NTT DATA Services strives to hire exceptional, innovative and passionate individuals who want to grow with us. If you want to be part of an inclusive, adaptable, and forward-thinking organization, apply now.
We are currently seeking a Production Management Engineer to join our team in Halifax, Nova Scotia (CA-NS), Canada (CA).
Job Responsibilities Include:
- Monitor and resolve system errors/disruptions. Document resolution. Manage incident per ITIL lifecycle. Liaise with upstream data owners to provide resolution. Respond to and solve inquiries and operations requested by users. Document/Review handling steps for support scenarios.
- Prepare and present stability reports and presentations. Analyze alert and stability trends and make recommendations. Investigate root cause of issues and inform/educate developers about the cause so the developers can mitigate the root cause.
- Automate (1) resolution of common problems (2) routine investigations (3) routine user requests using scripts or available programming platform. Lead reliability or business-driven projects. Provide reliability engineering.

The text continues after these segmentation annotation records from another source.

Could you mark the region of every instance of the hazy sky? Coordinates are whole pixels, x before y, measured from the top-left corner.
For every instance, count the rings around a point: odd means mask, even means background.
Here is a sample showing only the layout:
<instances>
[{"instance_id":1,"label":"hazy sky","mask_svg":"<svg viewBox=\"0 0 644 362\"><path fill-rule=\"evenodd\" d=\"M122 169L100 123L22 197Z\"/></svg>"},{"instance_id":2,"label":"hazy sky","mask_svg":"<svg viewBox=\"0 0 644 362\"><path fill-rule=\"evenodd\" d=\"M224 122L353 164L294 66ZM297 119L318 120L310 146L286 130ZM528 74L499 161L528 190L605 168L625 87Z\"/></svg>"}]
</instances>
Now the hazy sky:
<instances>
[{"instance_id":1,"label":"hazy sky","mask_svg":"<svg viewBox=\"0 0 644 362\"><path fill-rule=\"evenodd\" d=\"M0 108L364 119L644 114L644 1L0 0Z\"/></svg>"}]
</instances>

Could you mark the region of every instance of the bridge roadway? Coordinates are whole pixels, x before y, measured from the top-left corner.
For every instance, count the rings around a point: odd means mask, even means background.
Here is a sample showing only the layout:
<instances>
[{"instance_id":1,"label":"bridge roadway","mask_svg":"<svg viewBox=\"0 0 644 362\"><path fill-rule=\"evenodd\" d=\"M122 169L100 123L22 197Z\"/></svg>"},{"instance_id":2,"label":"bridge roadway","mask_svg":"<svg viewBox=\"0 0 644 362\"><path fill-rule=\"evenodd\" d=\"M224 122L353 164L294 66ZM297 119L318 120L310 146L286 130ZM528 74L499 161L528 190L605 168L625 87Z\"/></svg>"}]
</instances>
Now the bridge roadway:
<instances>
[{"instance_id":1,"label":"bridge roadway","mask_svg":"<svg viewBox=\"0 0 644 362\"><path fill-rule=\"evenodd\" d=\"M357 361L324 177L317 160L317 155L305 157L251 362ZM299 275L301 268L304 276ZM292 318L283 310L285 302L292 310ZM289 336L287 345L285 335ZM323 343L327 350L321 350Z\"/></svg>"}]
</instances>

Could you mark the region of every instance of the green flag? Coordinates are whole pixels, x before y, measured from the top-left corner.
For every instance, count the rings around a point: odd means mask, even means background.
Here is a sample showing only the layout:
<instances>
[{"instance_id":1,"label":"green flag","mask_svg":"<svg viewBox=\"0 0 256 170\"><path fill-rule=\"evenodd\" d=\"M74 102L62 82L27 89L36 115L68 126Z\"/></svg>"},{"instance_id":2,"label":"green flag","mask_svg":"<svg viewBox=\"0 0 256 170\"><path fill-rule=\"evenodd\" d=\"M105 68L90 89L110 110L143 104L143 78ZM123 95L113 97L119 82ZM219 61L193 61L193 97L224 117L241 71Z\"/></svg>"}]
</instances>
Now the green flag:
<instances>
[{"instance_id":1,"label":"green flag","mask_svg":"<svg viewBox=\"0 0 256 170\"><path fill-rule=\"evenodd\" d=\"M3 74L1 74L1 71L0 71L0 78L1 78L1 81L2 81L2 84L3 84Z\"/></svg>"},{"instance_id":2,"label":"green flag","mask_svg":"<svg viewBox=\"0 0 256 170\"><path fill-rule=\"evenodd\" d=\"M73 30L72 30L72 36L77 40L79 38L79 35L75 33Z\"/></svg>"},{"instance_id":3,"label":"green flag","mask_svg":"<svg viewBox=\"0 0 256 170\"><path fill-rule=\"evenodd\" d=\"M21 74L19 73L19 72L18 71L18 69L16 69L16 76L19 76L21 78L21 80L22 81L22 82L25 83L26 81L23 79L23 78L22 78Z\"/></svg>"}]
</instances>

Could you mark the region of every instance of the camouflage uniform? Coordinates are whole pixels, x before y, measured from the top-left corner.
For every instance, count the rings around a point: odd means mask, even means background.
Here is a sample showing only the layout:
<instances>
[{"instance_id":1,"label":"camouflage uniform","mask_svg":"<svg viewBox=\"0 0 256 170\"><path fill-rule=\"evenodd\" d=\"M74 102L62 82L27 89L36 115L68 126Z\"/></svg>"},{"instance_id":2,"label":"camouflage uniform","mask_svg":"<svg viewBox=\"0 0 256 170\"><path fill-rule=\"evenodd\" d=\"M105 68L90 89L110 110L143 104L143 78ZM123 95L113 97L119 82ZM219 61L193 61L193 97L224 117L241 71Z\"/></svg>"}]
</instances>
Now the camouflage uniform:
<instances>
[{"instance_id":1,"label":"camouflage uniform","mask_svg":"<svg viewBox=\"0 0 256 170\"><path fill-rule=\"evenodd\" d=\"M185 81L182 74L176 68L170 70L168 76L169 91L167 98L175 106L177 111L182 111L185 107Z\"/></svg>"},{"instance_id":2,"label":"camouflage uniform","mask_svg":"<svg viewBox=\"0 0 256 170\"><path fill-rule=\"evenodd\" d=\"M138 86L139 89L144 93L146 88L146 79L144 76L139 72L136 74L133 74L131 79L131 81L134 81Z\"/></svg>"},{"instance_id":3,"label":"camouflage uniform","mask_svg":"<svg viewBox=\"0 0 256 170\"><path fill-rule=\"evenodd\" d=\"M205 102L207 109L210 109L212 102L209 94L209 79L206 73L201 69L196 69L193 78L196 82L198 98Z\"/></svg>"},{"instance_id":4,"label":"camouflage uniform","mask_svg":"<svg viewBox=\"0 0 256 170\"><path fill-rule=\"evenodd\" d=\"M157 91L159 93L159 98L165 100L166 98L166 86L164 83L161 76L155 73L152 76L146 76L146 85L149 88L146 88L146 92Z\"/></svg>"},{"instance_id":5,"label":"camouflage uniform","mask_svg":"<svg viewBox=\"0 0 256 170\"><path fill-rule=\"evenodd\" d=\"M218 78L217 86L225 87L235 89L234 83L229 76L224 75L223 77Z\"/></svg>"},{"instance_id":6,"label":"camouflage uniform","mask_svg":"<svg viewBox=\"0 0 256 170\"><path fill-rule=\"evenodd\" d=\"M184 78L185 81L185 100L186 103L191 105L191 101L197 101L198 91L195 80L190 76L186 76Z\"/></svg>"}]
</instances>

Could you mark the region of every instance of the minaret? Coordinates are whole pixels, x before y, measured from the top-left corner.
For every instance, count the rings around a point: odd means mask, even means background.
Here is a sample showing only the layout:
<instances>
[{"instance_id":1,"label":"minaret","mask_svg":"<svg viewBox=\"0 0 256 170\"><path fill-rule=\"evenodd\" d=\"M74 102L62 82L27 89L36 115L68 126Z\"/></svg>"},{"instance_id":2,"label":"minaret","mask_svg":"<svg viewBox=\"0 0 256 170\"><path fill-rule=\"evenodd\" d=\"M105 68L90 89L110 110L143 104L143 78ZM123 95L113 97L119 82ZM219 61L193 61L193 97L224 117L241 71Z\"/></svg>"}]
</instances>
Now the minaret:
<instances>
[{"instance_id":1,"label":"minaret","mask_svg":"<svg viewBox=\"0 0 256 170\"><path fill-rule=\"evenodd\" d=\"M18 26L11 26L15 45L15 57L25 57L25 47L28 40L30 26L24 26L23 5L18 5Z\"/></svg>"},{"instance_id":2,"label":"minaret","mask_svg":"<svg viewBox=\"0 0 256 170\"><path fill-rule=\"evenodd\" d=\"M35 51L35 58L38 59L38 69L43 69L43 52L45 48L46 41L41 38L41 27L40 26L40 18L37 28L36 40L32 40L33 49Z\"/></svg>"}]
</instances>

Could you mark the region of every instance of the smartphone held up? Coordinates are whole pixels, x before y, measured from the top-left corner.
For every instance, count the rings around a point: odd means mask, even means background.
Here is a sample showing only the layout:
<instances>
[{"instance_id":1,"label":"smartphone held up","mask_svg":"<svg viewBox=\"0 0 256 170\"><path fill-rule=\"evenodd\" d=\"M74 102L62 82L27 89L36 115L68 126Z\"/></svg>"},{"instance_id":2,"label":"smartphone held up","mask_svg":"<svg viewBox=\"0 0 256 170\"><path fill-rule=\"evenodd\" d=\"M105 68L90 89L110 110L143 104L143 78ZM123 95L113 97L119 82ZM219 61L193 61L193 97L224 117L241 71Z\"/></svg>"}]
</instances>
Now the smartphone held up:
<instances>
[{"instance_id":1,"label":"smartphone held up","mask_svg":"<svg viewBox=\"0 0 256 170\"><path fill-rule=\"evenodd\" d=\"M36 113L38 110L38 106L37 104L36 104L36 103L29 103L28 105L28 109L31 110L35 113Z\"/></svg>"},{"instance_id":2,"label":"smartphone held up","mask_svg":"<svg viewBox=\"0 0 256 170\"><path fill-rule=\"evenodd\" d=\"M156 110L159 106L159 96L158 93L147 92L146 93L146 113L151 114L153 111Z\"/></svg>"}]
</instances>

- You will work closely with engineering/development teams to design, build and maintain systems and help them decide on products to use, schema design and query tuning
- You will troubleshoot issues across the entire stack: hardware, software, application and network
- You will mentor other SREs on standard methodology from monitoring and troubleshooting complex code and database issues
- Represent the SRE organization in design reviews and operational readiness exercises for new and existing services
- Participate in on-call rotation and conference calls with other specialists over different time zones
- Hands-on Unix experience
- Hands-on experience with SQL-based DB
- Three Tier support with DBs such as IMB, DB2, Sybase, Mongo, Green Plum, KDB
- Excellent analytical and communication skills
- Ability to prioritize and willingness to take ownership
- Problem-solving mindset and solution enabler
- Great problem-solving and debugging ability
- Familiar with financial products like Equity and Fixed Income, Securities and different types of risks in an investment bank, Trade flow
- Contribute to system design and architecture through strong database knowledge
- Knowledge of automation-related activities using scripting languages like Python, Perl, Ruby and Bash
- Hands-on experience with enterprise tools like AppDynamic, Grafana, Splunk, Dynatrace
- Awareness of and ability to reason about modern software and system architectures, including load balancing, queuing, caching, distributed systems failure modes, microservices, Cloud, etc.
- Deep understanding of operating system concepts such as process, memory allocation and the network stack; an understanding of how applications are affected by the above and the ability to debug.
- Practical experience running large scale online systems is always an advantage
About NTT Data Canada
NTT Data Canada drives outcomes that keep their clients a step ahead in the digitally dynamic world. Their team of more than 50,000 professionals worldwide works with clients to address the challenges of today and tomorrow – whether it’s helping jump-start a cloud migration, reinvent the customer experience, streamline business processes or upgrade ageing infrastructure. As a division of NTT DATA Corporation, a top 10 global IT services provider with 120,000+ employees in more than 50 countries, they excel in blending IT and business expertise with decades of industry know-how. NTT Data Canada offers one of the industry’s most comprehensive services portfolios, designed to modernize business and technology to deliver the outcomes that matter most to their clients.